Le nom Adama Fofana dit Agni rappelle aux aînés ce n°12 du Réal de teint clair, avec son style afro effectuant des dribbles éliminatoires sur le flanc droit, côté Point G, sa zone préférée. A ce niveau, il était insaisissable sur les ouvertures du rouquin Amadou Pathé Vieux Diallo. Amadou Samaké et Antoine Sah se plaisaient à voir Agni dans ses œuvres, ponctuées d’un joli centre qui tombait sur l’un d’eux, et généralement c’était le but. Voilà pourquoi les frères Drabo ou Mad Diarra avaient la belle plume dans le journal Podium pour donner plus d’éclat aux victoires de l’AS Réal.

Entraîneur joueur dans l’équipe de son quartier en 1976, Adama Fofana dit Agni est sollicité par son oncle pour qu’il s’entraîne avec le Douga de Mopti.

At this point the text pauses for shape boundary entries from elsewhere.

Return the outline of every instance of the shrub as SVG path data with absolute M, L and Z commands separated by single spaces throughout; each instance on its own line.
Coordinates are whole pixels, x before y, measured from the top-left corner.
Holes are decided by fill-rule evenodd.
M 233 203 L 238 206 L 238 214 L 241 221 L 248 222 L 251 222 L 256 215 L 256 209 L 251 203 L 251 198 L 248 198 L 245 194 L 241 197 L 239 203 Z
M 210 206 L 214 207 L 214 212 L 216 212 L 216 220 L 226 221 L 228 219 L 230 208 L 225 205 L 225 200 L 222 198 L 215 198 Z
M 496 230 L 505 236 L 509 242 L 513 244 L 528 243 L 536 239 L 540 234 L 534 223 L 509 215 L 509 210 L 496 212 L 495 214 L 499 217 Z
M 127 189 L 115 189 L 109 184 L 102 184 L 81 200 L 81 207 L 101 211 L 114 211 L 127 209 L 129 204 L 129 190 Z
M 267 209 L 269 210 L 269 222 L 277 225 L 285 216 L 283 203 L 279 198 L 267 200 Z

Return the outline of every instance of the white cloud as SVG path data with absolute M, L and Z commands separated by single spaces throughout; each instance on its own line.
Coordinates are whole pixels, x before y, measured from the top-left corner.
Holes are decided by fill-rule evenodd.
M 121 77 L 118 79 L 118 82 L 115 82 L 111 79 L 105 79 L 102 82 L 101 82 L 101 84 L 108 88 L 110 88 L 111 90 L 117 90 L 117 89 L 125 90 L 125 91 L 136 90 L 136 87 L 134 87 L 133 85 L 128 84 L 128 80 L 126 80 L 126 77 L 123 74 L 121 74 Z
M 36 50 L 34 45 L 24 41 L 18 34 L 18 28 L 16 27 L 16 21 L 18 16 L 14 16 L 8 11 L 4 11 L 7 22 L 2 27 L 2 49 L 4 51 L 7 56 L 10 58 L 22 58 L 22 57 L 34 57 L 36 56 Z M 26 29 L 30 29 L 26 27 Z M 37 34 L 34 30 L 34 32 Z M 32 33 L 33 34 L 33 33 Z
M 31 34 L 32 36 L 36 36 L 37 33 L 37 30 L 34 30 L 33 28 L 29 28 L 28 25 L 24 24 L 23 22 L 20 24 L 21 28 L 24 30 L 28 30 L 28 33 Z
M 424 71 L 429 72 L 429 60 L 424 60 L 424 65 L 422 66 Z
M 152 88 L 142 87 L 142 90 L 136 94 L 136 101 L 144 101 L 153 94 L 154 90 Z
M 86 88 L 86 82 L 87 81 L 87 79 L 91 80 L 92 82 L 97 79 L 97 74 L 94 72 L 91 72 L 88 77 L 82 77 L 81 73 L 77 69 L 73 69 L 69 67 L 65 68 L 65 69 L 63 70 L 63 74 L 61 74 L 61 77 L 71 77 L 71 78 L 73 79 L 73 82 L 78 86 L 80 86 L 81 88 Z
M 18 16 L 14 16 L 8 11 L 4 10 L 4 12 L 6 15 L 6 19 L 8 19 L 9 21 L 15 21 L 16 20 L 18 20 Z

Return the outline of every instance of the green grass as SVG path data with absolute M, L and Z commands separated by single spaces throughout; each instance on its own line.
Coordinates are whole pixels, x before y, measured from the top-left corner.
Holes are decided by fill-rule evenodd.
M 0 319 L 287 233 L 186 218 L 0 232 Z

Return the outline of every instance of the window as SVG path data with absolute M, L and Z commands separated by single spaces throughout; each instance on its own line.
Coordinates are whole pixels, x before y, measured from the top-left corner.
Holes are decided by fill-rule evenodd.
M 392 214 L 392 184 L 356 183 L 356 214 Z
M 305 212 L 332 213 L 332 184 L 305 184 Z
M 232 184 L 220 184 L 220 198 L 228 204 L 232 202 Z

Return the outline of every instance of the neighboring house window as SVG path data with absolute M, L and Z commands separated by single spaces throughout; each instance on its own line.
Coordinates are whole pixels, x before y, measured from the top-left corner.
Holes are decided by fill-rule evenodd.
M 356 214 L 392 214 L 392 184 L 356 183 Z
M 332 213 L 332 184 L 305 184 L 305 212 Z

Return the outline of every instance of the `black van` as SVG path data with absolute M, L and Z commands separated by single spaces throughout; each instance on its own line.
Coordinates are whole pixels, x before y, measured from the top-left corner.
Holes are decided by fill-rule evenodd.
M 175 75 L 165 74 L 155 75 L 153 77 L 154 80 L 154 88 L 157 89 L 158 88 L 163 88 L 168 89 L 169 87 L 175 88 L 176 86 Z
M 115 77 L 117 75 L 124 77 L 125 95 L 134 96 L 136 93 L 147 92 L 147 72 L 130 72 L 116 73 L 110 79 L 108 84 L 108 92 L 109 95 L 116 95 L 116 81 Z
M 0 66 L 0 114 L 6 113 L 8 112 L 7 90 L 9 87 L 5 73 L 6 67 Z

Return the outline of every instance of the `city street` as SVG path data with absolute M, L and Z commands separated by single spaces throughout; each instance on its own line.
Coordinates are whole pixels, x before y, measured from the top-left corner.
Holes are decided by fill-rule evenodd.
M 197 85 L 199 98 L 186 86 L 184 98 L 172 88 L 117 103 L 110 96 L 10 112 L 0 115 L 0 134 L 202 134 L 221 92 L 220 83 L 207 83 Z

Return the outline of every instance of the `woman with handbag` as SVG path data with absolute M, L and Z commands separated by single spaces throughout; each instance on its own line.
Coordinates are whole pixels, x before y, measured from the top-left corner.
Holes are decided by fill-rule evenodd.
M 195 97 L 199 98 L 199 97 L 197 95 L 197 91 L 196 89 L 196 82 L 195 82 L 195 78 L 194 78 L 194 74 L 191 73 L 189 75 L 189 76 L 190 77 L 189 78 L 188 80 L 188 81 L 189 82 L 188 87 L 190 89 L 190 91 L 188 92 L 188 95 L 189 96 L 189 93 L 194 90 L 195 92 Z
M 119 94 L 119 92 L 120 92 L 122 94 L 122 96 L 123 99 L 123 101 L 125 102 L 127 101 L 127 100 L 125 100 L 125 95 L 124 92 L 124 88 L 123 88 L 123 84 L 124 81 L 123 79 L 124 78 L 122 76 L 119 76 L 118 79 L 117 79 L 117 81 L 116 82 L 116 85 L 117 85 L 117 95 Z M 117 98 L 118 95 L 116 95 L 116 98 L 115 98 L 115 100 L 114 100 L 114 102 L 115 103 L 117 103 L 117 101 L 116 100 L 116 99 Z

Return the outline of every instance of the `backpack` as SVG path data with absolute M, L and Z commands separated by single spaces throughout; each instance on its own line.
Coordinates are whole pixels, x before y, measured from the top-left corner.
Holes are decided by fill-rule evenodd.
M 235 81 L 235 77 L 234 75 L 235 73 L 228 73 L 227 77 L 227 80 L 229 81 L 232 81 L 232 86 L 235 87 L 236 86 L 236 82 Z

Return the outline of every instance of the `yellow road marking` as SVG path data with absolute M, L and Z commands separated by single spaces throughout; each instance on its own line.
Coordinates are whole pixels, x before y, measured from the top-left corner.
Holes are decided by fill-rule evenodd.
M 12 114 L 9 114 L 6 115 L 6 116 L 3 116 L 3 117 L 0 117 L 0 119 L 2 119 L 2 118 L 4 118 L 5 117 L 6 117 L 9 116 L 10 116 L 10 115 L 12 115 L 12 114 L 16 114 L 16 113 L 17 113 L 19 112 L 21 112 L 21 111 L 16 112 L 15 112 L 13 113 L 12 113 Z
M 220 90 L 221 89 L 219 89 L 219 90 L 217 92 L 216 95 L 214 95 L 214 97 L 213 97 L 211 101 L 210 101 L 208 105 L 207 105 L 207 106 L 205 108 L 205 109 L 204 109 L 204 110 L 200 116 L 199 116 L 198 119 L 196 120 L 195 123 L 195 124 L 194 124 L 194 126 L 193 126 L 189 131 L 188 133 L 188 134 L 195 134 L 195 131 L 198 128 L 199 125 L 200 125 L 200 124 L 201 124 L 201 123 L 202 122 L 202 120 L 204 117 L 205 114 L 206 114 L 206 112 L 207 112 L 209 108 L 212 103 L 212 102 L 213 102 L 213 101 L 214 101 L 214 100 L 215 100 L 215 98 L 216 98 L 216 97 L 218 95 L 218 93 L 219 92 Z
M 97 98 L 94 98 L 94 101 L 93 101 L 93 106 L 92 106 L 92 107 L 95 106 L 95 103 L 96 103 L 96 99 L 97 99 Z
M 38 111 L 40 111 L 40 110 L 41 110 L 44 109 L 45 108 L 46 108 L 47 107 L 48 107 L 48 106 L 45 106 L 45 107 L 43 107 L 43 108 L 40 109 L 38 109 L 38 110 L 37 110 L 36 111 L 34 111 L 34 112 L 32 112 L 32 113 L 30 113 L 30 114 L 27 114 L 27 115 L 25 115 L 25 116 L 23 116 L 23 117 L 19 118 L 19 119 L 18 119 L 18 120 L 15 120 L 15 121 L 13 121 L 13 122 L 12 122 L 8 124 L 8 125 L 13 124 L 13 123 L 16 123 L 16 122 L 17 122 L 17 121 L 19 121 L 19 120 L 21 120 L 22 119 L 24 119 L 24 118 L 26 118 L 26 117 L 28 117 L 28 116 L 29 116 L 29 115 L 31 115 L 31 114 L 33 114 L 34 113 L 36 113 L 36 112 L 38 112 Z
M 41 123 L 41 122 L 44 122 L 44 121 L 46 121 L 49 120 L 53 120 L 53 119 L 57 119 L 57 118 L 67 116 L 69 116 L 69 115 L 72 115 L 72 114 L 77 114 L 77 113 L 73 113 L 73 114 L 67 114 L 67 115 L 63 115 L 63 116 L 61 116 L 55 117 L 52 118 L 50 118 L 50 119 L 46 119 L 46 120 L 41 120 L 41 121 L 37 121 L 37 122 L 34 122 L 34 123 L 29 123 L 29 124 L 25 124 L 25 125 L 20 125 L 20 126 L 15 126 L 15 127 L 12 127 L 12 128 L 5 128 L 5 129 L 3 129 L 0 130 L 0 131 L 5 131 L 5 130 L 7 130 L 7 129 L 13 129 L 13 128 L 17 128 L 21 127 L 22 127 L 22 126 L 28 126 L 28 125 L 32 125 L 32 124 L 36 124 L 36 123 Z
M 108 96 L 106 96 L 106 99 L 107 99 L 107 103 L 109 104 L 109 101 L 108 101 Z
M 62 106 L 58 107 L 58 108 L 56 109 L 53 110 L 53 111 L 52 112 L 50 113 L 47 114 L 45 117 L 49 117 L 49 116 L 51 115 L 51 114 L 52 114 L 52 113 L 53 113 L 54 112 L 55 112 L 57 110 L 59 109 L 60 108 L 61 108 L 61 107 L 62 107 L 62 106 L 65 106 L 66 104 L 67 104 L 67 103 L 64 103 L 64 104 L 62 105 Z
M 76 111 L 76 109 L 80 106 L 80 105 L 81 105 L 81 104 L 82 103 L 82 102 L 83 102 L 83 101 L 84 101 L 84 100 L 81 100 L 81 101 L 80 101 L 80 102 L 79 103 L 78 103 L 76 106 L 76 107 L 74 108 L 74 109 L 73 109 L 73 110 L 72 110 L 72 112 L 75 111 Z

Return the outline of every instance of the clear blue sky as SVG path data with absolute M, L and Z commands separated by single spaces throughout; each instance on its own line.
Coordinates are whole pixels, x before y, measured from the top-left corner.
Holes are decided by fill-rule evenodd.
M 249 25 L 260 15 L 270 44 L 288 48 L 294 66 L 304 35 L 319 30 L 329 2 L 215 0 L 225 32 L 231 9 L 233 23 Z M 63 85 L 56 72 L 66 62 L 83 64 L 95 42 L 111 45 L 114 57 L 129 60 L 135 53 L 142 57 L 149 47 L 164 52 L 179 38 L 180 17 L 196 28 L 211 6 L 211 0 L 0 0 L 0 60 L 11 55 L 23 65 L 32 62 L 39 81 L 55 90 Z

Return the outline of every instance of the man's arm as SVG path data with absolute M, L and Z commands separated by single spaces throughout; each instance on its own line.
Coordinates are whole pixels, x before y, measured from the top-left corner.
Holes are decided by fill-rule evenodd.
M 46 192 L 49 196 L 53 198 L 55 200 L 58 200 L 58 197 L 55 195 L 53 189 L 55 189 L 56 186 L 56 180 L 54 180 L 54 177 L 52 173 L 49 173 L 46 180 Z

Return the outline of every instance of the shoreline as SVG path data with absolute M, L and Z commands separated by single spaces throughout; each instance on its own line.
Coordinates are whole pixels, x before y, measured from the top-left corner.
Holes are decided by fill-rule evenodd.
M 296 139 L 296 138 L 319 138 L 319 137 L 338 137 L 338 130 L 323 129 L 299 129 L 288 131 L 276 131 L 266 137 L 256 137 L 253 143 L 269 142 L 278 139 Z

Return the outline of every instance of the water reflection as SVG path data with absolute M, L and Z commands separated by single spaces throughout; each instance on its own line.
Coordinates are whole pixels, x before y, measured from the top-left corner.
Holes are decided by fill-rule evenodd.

A son oncle, il ne s’est pas gêné d’exprimer ses appréhensions relatives à son âge et à son gabarit face aux grands avec lesquels il devait jouer. Déterminé à avoir son neveu sous la main, l’oncle rassure le petit Agni  de sa présence. Seulement il devait juste démontrer qu’il sait jouer au ballon et éviter toute extravagance. Une attitude qui pourrait irriter ses co équipiers.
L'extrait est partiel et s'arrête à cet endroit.